Addressing a crowd of more of more than 100 railroad and Civil War enthusiasts at the Railroad Museum of Pennsylvania on April 2nd, Leavy also believes that “railroad men do not get the play they deserve” when it comes to the Civil War.
Leavy is a professional “paint decorator” who specializes in murals, wood graining, wall glazing and marbleizing, and is originally from Rochester, NY. He has always had an interest in American history, especially the Civil War and railroads. He is the author of eight other books through Arcadia Publishing. Most deal with regional history, but they include a title dealing with railroads, "The New York Central System" which sells nationally and in the Whistle Stop Shop at the museum.

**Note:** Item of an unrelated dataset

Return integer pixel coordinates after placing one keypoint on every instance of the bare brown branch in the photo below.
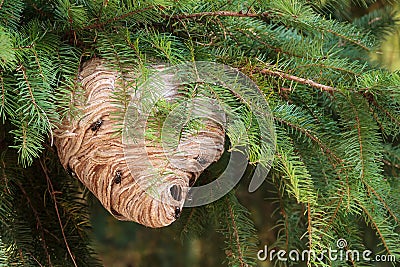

“Railroads of the Civil War: An Illustrated History" focuses on the impact railroads had in the war. It details how they escalated the war, prolonged the war and led to its terrible carnage. “Railroads had altered the nation and by the time of the war they were navigating us through the Industrial Revolution towards world prominence,” he said. Leavy believes that the secret to an army’s success relies on logistics; “the ability to move soldiers and supplies from base to base.” Prior to the railroad, men and pack animals moved things at a slow pace. ”The animals had to rested, be fed and were often hobbled. Railroads could now move men and supplies at a rate ten times faster,” according to Leavy. He further explained that armies now had the ability to grow in size exponentially, and that war could now range across the continent--anywhere you could lay tracks. “Most battles developed around railheads or nearby in the district. The establishment of the USMRR was one of the biggest technological undertakings of the war and was given priority over nearly everything else,” he said. “Under Herman Haupt's brilliant direction, the railroads were used like whips against the Confederacy. His use of railroads in the Civil War laid the foundation for all future use of trains in war not just here in America but around the world”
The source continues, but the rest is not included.